The setting sun hits the rear-view mirror at the perfect angle to highlight the delicate crepe-like wrinkles on my face. I notice my left nostril is larger than my right and there is more grey hair on my right temple than my left. My glasses are crooked on my nose and I wonder if my ears are alop. As I run my tongue along my teeth, I detect a slight misalignment. I remember a funky Peruvian sweater I bought years ago. The tag read, “The minor irregularities in this garment are part of its hand-made charm.” I hope this describes me.

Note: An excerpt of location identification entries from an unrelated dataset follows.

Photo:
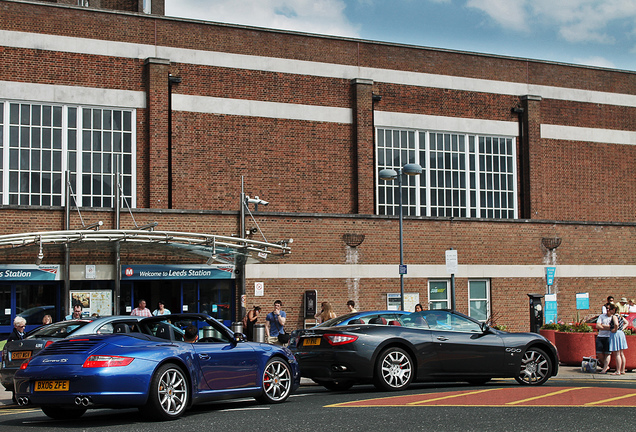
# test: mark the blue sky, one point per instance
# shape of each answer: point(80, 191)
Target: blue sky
point(589, 32)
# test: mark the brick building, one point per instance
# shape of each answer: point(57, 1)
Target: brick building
point(526, 165)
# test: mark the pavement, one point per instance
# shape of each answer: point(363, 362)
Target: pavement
point(565, 372)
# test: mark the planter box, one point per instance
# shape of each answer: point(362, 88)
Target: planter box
point(572, 347)
point(549, 335)
point(630, 354)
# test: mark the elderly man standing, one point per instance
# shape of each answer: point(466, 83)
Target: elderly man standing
point(19, 326)
point(275, 324)
point(141, 309)
point(623, 307)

I am as weary as O’Toole’s droopy camel, drifting dangerously. An inventory of my asymmetries no longer keeps me awake. I return to mental games, this time focusing on idioms. How many millennials know that the phrase “Drinking the Kool-Aid,” describing mindless obedience, comes from the mass suicide engineered by Jim Jones in the remote jungle of Guyana? Years from now will the phrase “Land it in the Hudson” still be in play to describe a heroic rescue? I try to come up with an idiom that transcends time. “Stew in Your Own Juices” is as apt today as it was when a caveman first conquered fire and put a carcass in a pot. Who was that clever linguist? Perhaps Shakespeare, the towering genius of word play, or maybe even Chaucer.
Ah, finally, I see it, my Lake Michigan peeking through the skyline of Chicago. I have beaten the weekend traffic. I swing around the base of the lake and shoot out the north side of the city, a horse to the barn streaking towards the northern suburbs. I briefly wonder if this timeless idiom was invented some 6,000 years ago when horses were first domesticated. But no, I no longer need contrived entertainment. My mind pivots like a heat-seeking missile to focus on home, where I will find good potato chips, reruns of Law and Order, and a blank piece of paper just calling out for a man with a hairy back.